Produkte mit Stückzahlen > 500.000 /
Jahr mit einem Preis von ca. 30,- €/Stück
Systeme mit Stückzahlen von ca. 5.000 /
Jahr mit Preisen von ca. 5.0 bis 25.0 €
- ca. 250 Kunden
- Ergebnis: negativ
Durch die Einführung der
PKR und POK wurden die Kosten
verursachungsgerecht dargestellt. Dies führte bei der Ermittlung der
Herstellkosten und Selbstkosten
- bei Produkten mit hohen Stückzahlen zu geringeren Herstell-/Selbstkosten
- bei Systemen mit niedrigen Stückzahlen zu höheren
Herstellkosten/Selbstkosten.
Dadurch war das Management in der Lage den Handlungsbedarf
zu erkennen.
Es wurden dann für die Produkt-Entwicklung der Systeme konkrete
Ziele bezüglich Kosten, Teileanzahl, Varianten usw. vorgegeben. Dies führte
dazu, dass z.B. verschiedene Systemfamilien zusammengelegt wurden, wodurch eine
Varianten-, Baugruppen- und Teilereduzierung möglich war. In der Folge davon
wurden Prozesse in deutlich geringerem Maße in Anspruch genommen. Dadurch waren
erhebliche Prozessoptimierungen möglich. Diese Maßnahmen führten bei einigen
Systemen zu Kostensenkungen von bis zu 38%.

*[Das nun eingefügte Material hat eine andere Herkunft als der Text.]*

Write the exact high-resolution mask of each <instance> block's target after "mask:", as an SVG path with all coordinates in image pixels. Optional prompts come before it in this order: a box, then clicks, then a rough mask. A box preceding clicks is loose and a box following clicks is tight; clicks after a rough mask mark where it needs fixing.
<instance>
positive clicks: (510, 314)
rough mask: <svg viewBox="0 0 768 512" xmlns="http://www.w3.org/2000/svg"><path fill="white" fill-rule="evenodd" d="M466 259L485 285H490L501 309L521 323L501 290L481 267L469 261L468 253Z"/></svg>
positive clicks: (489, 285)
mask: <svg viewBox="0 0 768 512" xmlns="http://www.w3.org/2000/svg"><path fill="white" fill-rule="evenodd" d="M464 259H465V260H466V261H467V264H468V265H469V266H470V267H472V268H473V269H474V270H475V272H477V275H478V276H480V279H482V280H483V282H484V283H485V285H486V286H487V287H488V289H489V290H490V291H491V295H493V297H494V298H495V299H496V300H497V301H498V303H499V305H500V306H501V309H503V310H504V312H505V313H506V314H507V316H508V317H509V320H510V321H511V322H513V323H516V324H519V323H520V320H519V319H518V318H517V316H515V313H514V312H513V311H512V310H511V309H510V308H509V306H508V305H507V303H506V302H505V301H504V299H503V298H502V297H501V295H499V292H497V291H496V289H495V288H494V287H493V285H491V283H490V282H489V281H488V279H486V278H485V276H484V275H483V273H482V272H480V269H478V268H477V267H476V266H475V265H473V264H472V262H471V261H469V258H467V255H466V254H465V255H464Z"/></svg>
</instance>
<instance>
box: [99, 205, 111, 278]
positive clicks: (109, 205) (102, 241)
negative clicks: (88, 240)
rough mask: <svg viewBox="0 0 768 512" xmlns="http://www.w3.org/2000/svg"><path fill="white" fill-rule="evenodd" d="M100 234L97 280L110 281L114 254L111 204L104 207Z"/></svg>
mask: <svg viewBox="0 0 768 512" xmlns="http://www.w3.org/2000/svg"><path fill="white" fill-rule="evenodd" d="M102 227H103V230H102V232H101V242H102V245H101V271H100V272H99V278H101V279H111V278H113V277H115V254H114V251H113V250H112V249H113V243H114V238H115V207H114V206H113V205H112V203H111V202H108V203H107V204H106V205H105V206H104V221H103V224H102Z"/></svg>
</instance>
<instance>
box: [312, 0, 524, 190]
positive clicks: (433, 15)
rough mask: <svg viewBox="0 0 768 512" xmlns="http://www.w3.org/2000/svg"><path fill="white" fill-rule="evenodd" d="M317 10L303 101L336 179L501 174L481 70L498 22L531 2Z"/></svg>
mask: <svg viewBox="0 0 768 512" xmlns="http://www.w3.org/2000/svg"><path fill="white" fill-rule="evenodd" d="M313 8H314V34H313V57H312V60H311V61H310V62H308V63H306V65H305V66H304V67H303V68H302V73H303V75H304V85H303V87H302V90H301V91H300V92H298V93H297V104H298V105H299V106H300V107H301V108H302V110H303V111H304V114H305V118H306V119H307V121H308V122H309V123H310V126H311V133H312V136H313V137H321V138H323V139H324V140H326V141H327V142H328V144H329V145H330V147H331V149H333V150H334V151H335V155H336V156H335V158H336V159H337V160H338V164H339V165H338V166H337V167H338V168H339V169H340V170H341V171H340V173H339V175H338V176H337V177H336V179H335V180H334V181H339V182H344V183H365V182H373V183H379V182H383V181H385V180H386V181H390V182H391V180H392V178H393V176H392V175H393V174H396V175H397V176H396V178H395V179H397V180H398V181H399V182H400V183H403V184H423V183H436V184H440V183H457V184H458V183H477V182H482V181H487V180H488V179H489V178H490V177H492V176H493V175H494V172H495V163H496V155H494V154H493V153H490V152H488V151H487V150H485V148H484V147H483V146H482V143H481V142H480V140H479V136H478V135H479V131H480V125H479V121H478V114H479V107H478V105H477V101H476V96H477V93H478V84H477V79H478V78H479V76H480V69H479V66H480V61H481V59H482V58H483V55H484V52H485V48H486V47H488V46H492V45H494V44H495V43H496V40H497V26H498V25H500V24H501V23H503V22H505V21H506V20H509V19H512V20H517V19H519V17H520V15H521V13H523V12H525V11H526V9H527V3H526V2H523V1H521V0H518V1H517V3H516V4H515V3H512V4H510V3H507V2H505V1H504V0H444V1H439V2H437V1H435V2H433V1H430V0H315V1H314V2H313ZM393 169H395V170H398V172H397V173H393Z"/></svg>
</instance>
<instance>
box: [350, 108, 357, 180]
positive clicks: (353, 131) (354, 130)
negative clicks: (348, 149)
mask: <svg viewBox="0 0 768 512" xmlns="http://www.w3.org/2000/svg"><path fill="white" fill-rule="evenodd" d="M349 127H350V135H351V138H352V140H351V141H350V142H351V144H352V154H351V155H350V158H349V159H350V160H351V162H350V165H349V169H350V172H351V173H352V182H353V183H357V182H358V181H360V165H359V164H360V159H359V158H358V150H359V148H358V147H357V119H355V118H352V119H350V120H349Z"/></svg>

Für den Vertrieb wurde die Preisgestaltung angepasst. Bei
den Produkten mit großen Stückzahlen wurden die Preise auf ein
konkurrenzfähiges Niveau leicht gesenkt. Dies führte zu zusätzlichen Aufträgen.
Für Ersatzteile und Sonderlösungen wurden höhere Preise durchgesetzt. Außerdem
wurde ein Komplexitätscontrolling eingeführt, um die Kostenwirkung der
umgesetzten Maßnahmen zu ermitteln und weitere Rationalisierungsansätze zu
identifizieren.
Die Realisierungszeit lag bei ca. 2,0 Jahren. Das Ergebnis lag danach bei ca.
+8%.
Die Ausgangssituation in diesen Projekten war überwiegend durch
heterogene Produktionsstückzahlen und ein heterogenes Produktspektrum
gekennzeichnet.
In beiden Fällen war die angewendete traditionelle Zuschlagskalkulation nicht
in der Lage, die Kosten verursachungsgerecht zuzuordnen. Dies war erst mit der
PKR und POK möglich. Mit den Ergebnissen (Herstellkosten und Selbstkosten) aus
der Anwendung der PKR und POK konnte dem Management der Handlungsbedarf aufgezeigt
werden. Dies führte zu konkreten Rationalisierungsmaßnahmen.